I don't know if these statements are true, however I tried to prove them using only the definitions above and was not able to succeed.
Is there some counterexample, and if not, can I get help for the proof?
thanks.
You should be able to find the following in more detail in any standard text on algebraic geometry.
It is always true that $\operatorname{Spec}(A) = V\left(\sqrt{(0)}\right),$ so the "if" part of each statement is always satisfied. This is because $\sqrt{(0)}$ consists of the nilpotent elements of $A,$ and every prime ideal must contain all nilpotents of the ring.
So, we have a counterexample to your first statement: take any ring which is not a field. This ring necessarily has a maximal ideal $\mathfrak{m}$ if it is not the zero ring, and as $A$ is not a field, $\mathfrak{m}\neq (0).$ If $A$ is the zero ring, it has no prime ideals at all, so that is also a counterexample.
Your second statement boils down to the claim $\operatorname{Spec}(A) = V\left(\sqrt{(0)}\right) = V((0)).$ This is true; note that $0$ is the only element of $(0).$ As every prime ideal of $A$ necessarily contains $0,$ we have the desired equality.

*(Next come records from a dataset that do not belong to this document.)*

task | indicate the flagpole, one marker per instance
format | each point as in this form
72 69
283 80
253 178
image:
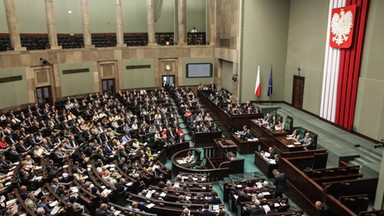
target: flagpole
270 87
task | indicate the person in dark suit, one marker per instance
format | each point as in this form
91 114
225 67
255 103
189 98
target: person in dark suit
214 199
212 86
102 210
280 183
307 140
205 211
256 209
323 208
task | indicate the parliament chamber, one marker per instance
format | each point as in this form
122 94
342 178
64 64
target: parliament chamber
151 108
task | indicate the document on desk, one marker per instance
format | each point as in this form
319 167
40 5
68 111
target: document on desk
55 210
266 193
266 208
54 203
181 162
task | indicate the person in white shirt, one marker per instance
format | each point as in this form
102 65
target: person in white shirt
189 158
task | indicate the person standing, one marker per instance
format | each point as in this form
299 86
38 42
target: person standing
280 183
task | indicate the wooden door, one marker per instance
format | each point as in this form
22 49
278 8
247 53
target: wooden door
298 91
43 95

More generally, if $I$ is an ideal, then $I\subseteq\sqrt{I},$ so that $V(\sqrt{I})\subseteq V(I)$ (if $\mathfrak{p}\supseteq\sqrt{I},$ then $\mathfrak{p}\supseteq I$ as well). In fact, $V(\sqrt{I}) = V(I).$ Indeed, let $a\in \sqrt{I},$ and suppose $\mathfrak{p}\supseteq I.$ Then $a^n\in I$ for some $n,$ thus $a^n\in\mathfrak{p}.$ But this implies that $a\in\mathfrak{p}$!